Tell them I'm never coming back

Cause this is the end

Pretend that you want it, don't react

The damage is done

The police are coming to slow now

I would have died

I would have loved you all my life

You're losing your memory now

 

Stava lì, in piedi sul cornicione del tetto del Bart's, incapace di muoversi, incapace di respirare, incapace di fare un pensiero razionale. Quello non era lui. Lui non provava certe cose, certe... disfunzioni... difetti chimici del corpo che portavano a sentire. Eppure eccolo, sospeso nel vuoto a guardare l'unica persona a questo mondo che fosse stata in grado di fargli ammettere di provare dei sentimenti e di provarne di veri e sinceri. La persona che gli aveva cambiato la vita in soli 18 mesi di collaborazione, di convivenza, di amicizia. Era una persona comune, uno di quelli che avrebbe definito idioti al primo sguardo, di quelli che più che fargli saltare i nervi non avrebbero potuto fare altro. Ma si era sbagliato. Si era dannatamente sbagliato.
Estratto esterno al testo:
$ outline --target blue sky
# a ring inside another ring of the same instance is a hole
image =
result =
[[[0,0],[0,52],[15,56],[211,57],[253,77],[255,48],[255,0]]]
Quell'uomo, quel piccolo, insignificante uomo, si era rivelato l'essere meno insignificante di questa terra, l'unico vero amico che lui avesse mai potuto avere e desiderare, l'unica persona veramente importante. Se in quel momento era sul cornicione di quel tetto era per lui. C'erano anche Lestrade e Mrs Hudson, certo, ma era sempre stato solo e solamente lui. Il suo migliore amico. L'aveva trovato da poco, da poco aveva un motivo per continuare a vivere che non fosse sé stesso, e ora doveva lasciarlo andare. Era sempre stato troppo attaccato alla sua vita, aveva sempre pensato di essere più importante degli altri, il suo cervello era migliore, non aveva mai pensato di togliersi la vita -azione stupida e tremendamente sentimentale- nonostante Donovan, Anderson, e tutte le persone che lo chiamavano mostro. Semplicemente non gli importava cosa la gente pensasse di lui, non gli era mai importato e non gli sarebbe certo interessato in futuro. Potevano chiamarlo mostro, geniaccio, pazzo, assassino, non gli sarebbe importato. Lui sapeva di avere ragione e sapeva che lui sapeva che era così. Cos'altro aveva importanza? La vita di John, più della sua. Dio, se gli sarebbe mancato! Sherlock estrasse il cellulare dalla tasca e compose il numero. La sua voce risuonò forte e roca dal telefono, così calda, così familiare. Un respiro profondo, un battito mancato del suo cure, uno strano pizzicore agli occhi. Stava piangendo?

"Pronto?"

"John" Il solo pronunciare il suo nome gli provocò un groppo alla gola e una sola goccia salata e calda oltrepassò la palpebra. Perché era così dannatamente difficile dirgli addio? Era già tutto pronto, era stato comicamente facile organizzare la sua morte in modo che sembrasse vera, aveva ritenuto particolarmente semplice quel piccolo passaggio in cui doveva salutare John. Quell'uomo lo aveva stupito di nuovo. Ma perché doveva rendere tutto più difficile?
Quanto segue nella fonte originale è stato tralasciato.